You haven't lived until you had to change a 1200-line stored procedure that has at least one 8-way JOIN in it. I've worked in two different companies that had something like that.
What's more interesting to me is why previous generation of people were content with cooking food that just isn't tasty.

Seriously, why?

The tastiness is in the preparation. Boiling all the nutrients and flavor out of a vegetable, and then discarding the cooking liquid, is the height of stupidity.

In this case, steam carrots.

(Apologies for not adding anything to the actual discussion!)

Yes! I hate most boiled vegetables. Makes potatoes seem slimy and flavorless. Funny thing is I actually love eating carrots raw. They have a lot of flavor uncooked.

(might as well keep the off topic in the same thread)

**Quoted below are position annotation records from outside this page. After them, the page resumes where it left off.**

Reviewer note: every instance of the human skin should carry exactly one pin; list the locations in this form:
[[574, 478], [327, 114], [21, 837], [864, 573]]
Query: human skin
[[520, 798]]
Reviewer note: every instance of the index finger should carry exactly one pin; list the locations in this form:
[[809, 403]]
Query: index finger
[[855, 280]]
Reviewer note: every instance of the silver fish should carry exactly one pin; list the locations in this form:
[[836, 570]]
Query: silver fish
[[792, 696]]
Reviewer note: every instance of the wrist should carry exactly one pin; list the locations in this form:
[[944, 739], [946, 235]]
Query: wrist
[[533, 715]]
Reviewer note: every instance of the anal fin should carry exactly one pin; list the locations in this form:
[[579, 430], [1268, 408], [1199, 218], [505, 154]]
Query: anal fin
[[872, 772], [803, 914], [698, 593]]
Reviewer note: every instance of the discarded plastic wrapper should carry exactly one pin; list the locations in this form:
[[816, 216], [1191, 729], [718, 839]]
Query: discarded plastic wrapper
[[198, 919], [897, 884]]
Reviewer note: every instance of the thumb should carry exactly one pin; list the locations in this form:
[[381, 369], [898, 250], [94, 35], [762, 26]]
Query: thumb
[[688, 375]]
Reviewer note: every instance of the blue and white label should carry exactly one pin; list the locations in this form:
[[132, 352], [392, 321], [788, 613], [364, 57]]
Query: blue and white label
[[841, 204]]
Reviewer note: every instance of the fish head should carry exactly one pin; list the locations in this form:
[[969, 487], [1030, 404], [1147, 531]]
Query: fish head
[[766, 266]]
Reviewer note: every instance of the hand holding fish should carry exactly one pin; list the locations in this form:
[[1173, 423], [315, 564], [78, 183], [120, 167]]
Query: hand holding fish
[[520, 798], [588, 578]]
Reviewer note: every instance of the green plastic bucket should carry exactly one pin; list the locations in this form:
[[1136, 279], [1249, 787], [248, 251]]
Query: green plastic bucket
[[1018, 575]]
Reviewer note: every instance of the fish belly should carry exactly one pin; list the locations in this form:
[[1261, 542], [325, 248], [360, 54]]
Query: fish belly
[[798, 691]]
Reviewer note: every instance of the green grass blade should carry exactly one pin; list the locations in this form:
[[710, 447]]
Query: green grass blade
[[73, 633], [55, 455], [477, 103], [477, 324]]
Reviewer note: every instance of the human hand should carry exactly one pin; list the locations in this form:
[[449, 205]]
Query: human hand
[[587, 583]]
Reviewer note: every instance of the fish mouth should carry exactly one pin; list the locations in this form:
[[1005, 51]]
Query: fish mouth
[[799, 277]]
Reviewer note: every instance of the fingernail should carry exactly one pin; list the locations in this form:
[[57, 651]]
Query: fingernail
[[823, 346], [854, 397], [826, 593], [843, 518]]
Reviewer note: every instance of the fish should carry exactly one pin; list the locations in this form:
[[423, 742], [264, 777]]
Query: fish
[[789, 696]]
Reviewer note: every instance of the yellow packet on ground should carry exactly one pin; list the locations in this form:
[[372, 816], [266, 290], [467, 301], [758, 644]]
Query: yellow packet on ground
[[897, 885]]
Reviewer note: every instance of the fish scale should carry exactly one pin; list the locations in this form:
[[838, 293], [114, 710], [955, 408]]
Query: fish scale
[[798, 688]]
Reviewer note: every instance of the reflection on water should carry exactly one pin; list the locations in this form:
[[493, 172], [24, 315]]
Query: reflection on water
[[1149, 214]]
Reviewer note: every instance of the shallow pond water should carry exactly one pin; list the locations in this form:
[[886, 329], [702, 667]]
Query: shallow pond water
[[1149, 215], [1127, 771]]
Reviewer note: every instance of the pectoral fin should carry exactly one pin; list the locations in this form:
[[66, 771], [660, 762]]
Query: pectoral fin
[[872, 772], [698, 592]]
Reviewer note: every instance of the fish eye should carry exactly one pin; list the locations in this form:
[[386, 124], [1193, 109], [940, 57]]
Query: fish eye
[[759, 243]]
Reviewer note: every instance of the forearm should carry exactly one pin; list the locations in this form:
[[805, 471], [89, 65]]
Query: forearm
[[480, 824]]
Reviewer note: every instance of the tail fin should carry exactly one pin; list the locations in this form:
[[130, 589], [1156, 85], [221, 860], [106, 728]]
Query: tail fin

Please try undercooked carrots. Just a bit soft but still with a spine. Super delicious!
what's wrong with you people? brushing them with olive oil and sprinkling dill on them, and then roasting in the oven is the only way to go!
That's not fair. Most of what we eat today is not very tasty. Most large scale farming has chosen to overweight the genetic qualities of larger yields and hardier structures that are more suitable to shipping.

In the past, regional dishes were a result of not just culture but the taste of foods grown locally. Things following "old" recipes with today's food will never capture the flavor. The foods are just that different.

Raw foods are not very tasty today (take tomatos for example), but the end product (say, pasta) is pretty much okay.

I woulder why people were content with foods that are not tasty for prolonged period of time.

That all depends on where you get the raw foods. Ripe tomatoes just picked from the vine are an entirely different experience than ones that are picked hard and green, shipped hundreds of miles, and then allowed to turn red before they are stocked on the grocery store shelf. Add to that the fact that grocery stores generally only stock varieties of produce that ship well and look nice, rather than ones that are grown specifically for flavor. The same applies to virtually all produce, in my experience.

Disclosure: I have a back yard garden and fruit trees.

My guesses:

1) People had terrible teeth

2) Cooking devices were unreliable

3) Houses were cold so it was difficult to keep things warm without them continuing to cook & soften

4) People were accustomed to institutionalised cooking (boarding school, army, servants)

5) Bad practice was passed on through "Cultural acquisition"

The problem in my experience is that people will emotionally defend their style of carrot boiling, to the point that they loudly and forcefully attempt to convince me that carrots come out of the ground pre-boiled, or that if I try to cook the carrot another way it would still come out equally mushy.

The problem here, as always, is people. Pointing this phenomenon out to someone causes cognitive dissonance (e.g. "Rails doesn't suck, so I must suck?") which is often harder to deal with than eating boiled carrots.

> Several friends of mine commented how stored procedures were a disaster because they weren't kept in version control

There are pre-made tools to do this, and its relatively easy to author your own extracting of the DDL from all DB objects into a tree and commit them into revision control.

There is little difference between SQL and other languages in this context.